1.1 Le concept original de la localisation par division de lumière

La localisation par division de lumière a été proposée dès 1952 par [ Yuan et Poss 1952 ]. À l’aide d’un scintillateur liquide cylindrique de 8 pouces de long (' 20 cm) et 2.5 pouces de diamètre (' 6 cm) lu par un PMT à chaque extrémité, ils ont obtenu des traces du trajet de particules cosmiques. Le modèle utilisé ne prenait en compte que les effets d’angle solide (et donc les surfaces étaient absorbantes tout le long du cylindre). L’observation des signaux sur un oscilloscope en mode XY se résumait alors à une droite. La position d’interaction est alors obtenue avec la pente de la droite, et l’énergie absorbée par le scintillateur avec l’amplitude de cette dernière. Les mesures étaient donc d’ordre qualitatif. En 1982, toujours pour des applications de télescope gamma, il est proposé cette fois une méthode beaucoup plus précise, sur un barreau scintillateur de NaI de 50x5x5 cm3 [ Carter et al. 1982 ]. Au lieu d’avoir des bords absorbants et de prendre en compte l’angle solide, l’approche inverse est choisie : les bords sont maintenant réfléchissants, et seule l’atténuation lumineuse le long du cristal est prise en compte. Une résolution spatiale de l’ordre de 2 à 2.5 cm est alors obtenue à 662 keV, accompagnée d’une très bonne linéarité de la réponse spatiale. Mais surtout, le modèle utilisé et les simulations associées sont en bon accord avec les résultats expérimentaux. Une dizaine d’années plus tard, toujours pour des applications de télescope gamma, des barreaux de CsI de 15 cm de long lus par des photodiodes à chaque extrémité sont étudiés [ Labanti et al. 1991 ]. Mais surtout, pour la première fois, différents revêtements optiques sont testés, offrant des résolutions spatiales différentes. Une résolution spatiale de l’ordre 1.6 cm est obtenue à 662 keV.
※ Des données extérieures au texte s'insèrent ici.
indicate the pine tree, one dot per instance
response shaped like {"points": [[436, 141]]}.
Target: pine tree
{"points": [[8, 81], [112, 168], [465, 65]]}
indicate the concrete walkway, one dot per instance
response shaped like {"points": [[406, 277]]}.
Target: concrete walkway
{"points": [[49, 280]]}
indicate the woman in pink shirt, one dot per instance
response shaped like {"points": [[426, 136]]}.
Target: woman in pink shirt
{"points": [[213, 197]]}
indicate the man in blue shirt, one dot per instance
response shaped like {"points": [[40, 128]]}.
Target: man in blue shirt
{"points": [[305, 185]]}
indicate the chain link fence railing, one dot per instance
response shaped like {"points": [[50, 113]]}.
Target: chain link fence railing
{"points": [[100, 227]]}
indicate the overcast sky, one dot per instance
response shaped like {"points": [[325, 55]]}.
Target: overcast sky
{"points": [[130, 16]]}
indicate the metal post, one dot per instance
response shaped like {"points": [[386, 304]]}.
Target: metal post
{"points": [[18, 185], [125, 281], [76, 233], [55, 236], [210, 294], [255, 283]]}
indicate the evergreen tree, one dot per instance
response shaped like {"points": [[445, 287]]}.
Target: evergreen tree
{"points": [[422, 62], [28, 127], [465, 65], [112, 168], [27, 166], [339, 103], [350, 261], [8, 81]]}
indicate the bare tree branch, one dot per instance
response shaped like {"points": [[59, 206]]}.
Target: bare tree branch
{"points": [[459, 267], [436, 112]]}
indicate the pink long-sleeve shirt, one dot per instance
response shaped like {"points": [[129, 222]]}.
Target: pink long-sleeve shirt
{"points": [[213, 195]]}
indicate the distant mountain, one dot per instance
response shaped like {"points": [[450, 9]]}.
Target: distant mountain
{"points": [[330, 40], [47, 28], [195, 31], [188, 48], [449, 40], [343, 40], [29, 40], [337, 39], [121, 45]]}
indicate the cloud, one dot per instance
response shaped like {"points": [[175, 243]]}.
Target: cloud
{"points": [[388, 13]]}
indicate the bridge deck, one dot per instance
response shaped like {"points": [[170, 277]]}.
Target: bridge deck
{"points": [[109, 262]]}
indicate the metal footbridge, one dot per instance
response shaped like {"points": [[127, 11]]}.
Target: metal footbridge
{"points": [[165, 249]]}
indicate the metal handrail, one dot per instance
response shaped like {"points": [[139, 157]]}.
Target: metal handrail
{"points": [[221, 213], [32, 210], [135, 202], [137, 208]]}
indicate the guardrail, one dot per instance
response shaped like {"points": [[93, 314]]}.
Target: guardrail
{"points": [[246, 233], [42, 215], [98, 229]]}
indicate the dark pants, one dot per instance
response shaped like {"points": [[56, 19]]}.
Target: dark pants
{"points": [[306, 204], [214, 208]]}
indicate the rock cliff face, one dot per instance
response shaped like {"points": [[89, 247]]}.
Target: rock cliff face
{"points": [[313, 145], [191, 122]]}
1.2 L’application à l’imagerie PET

L’imagerie PET requiert un grand nombre de voies de lectures ainsi qu’une mesure de position précise. Le concept de division de lumière a ainsi été naturellement transposé au PET. Parallèlement au développement de photodétecteurs compacts, le concept de la division de lumière pour l’imagerie PET a été étudié, tant pour des configurations PET petit animal que PET humain. Du point de vue instrumental, la division de lumière est utilisée pour deux applications : la mesure de la profondeur d’interaction (DOI) et de la position axiale.